Today I found myself sitting at an ancient desk with a small dog trying to leap onto my lap reading from a book from 1793. The book was hand bound with leather and handmade marbled paper. I felt a little like I had just crawled through a time portal with my north face jacket swishing awkwardly in this other dimension. The book was by an M.D. called Dr. Willis, entitled "The Art of Preventing Disease", with appropriately archaic language, and 's' looking like 'f'. It struck me that what this guy knew was totally legitimate, and quite genius. How did we forget all of this? How did it end up in this antiquarian bookstore waiting for some crusty collector to snatch it up?
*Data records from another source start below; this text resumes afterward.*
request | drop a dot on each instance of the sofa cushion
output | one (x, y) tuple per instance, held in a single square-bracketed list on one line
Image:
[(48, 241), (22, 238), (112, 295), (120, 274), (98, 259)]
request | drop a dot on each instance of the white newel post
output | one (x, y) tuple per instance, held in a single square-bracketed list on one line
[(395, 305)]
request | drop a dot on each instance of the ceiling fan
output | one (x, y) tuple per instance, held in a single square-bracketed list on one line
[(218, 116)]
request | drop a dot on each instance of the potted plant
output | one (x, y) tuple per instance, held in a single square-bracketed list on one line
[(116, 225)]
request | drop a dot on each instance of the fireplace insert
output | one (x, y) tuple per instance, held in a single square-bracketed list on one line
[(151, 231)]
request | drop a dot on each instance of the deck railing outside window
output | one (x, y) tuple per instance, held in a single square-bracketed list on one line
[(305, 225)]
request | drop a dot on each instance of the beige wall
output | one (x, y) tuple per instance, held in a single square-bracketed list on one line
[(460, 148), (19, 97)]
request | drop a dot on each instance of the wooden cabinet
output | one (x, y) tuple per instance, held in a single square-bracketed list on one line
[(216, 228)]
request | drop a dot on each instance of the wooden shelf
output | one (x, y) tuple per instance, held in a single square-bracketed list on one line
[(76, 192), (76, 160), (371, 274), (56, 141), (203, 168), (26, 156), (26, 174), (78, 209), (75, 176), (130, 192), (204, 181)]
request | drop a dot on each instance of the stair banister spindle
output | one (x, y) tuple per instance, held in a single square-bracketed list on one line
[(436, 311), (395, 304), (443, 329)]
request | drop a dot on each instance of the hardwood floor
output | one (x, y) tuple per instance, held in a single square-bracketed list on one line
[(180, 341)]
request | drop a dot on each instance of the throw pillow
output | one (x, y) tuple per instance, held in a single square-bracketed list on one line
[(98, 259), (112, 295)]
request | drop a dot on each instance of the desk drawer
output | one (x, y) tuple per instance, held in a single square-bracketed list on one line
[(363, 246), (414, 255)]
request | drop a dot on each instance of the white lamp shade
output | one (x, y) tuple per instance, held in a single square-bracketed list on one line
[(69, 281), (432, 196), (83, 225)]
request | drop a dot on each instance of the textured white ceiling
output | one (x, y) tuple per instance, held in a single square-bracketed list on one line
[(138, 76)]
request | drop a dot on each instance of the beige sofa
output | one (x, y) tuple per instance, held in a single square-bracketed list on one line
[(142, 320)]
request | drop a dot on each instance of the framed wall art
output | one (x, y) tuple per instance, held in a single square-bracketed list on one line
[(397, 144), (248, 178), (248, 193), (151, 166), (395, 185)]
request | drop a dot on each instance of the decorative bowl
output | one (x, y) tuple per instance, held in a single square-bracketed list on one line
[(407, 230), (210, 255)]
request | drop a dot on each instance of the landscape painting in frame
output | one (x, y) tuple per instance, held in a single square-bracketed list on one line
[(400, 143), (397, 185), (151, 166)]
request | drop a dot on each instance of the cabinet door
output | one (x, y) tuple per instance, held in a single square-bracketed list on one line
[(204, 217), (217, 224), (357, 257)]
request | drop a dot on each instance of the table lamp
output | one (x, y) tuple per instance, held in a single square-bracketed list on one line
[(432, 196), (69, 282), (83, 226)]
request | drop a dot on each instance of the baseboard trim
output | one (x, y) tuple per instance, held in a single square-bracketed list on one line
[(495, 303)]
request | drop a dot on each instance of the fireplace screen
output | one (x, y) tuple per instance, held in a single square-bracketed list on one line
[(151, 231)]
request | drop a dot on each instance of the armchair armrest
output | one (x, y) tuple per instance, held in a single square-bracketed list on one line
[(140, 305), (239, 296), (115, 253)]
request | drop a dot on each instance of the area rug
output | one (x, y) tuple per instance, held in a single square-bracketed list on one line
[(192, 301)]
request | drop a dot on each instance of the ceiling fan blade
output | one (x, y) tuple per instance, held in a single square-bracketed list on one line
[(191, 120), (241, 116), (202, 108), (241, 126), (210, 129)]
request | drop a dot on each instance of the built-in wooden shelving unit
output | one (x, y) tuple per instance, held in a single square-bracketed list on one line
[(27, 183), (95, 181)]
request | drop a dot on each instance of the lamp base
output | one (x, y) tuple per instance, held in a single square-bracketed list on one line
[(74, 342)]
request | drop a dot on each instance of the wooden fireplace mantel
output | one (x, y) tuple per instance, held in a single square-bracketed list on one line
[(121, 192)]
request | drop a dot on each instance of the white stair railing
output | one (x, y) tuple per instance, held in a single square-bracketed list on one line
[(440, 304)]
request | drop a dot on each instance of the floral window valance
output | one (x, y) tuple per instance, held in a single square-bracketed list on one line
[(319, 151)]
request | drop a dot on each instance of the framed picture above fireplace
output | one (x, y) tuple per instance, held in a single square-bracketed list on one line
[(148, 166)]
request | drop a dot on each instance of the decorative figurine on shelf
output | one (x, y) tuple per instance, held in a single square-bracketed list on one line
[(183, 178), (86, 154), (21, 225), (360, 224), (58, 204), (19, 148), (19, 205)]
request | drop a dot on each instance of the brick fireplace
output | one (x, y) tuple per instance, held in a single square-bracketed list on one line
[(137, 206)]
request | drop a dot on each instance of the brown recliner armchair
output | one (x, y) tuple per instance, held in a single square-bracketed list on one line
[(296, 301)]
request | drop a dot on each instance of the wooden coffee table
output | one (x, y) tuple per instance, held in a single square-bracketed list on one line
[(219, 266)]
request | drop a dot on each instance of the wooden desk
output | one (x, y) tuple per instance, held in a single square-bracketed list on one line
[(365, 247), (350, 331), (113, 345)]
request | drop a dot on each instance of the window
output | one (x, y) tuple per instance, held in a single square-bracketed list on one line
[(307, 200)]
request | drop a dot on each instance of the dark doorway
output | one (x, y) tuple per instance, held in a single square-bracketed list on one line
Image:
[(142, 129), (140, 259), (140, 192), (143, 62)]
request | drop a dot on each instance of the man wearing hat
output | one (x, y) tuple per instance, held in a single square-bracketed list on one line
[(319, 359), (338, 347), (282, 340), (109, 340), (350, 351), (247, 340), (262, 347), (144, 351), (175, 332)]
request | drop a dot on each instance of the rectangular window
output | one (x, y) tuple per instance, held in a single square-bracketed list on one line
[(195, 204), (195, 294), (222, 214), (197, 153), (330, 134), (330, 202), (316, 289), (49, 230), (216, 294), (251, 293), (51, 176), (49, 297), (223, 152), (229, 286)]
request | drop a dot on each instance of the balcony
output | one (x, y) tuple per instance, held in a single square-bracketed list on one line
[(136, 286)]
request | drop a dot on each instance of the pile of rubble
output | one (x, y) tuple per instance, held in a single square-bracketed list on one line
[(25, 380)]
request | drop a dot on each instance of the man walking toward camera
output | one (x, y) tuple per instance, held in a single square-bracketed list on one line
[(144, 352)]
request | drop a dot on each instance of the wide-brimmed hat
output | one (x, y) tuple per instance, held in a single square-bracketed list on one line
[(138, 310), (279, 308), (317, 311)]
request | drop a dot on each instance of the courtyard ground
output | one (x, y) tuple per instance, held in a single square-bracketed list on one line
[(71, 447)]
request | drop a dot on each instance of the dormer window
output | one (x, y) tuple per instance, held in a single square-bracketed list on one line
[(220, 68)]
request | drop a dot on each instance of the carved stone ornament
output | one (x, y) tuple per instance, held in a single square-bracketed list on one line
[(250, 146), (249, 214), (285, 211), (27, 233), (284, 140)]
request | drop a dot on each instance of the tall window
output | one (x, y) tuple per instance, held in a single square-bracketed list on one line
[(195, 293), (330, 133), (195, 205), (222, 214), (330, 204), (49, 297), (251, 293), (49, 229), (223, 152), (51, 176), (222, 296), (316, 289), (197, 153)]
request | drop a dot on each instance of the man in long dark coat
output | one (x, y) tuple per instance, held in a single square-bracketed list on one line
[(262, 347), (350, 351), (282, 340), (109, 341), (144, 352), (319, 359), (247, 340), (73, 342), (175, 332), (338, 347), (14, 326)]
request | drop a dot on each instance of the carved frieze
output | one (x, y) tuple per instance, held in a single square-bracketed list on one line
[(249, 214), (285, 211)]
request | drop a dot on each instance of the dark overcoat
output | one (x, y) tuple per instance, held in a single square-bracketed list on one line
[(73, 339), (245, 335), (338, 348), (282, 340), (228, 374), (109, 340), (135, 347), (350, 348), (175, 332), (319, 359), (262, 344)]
It's easy to a get caught up in the newness of technology, throwing the baby out with the bathwater, so to speak. The old ways get forgotten in an instant; outlawed, books burned, people hung or lynched, politically undermined, ostracized--all in the name of "progress". Whatever "progress" is, it has certainly seduced many humans into crazed actions here and there that have steered the course of history.
As I have delved deeper into studying plant medicine, I have continuously been appalled that ours is the first generation since forever to which a basic and fundamental canon of knowledge will not be passed down for this very reason. This canon involves healing traditions that are quickly seeping through the cracks of our "new way". Up until now, that didn't seem like a huge deal. I was young, and with that came a certain arrogant assumption that whatever society was running forward with must be a hundred percent right. Of course, anyone who has contemplated history can see it riddled with mistakes-we are human, after all.
So why is it so important to keep the old information? We are standing on the shoulders of giants, which implies that new stuff is only as great as that which came before, and in fact fully supported by it. Our medical system is heavily influenced by our past, and it would be folly to think of modern medicine as secular from this long history, which seems to be a common illusion these days.
Getting swept away by all the seductive magic pills we have leaves a lot of gaps in information. I have heard this story over and over; the doctor says nothing can be done, when there is a perfectly effective folk remedy for it. Whatever the remedy is, it doesn't exist in that universe. This denial seems sloppy for someone you're supposed to entrust to heal you.
What I'm getting at is that we aren't really considering all of our resources for healing. We may have invented all this new fangled stuff to avoid this fatal bacteria or oust that terrible parasite, but that doesn't make the traditional knowledge set void. On the contrary, a synthesis seems the most effective, and these dogmatic perspectives increasingly totally ridiculous. A mutual acknowledgement of modern medicine and folk medicine to create the most effective system- not the most profitable or most historic. Healing is the real goal here, so let us fish all this out of the egos that have claimed it and and reclaim it for ourselves.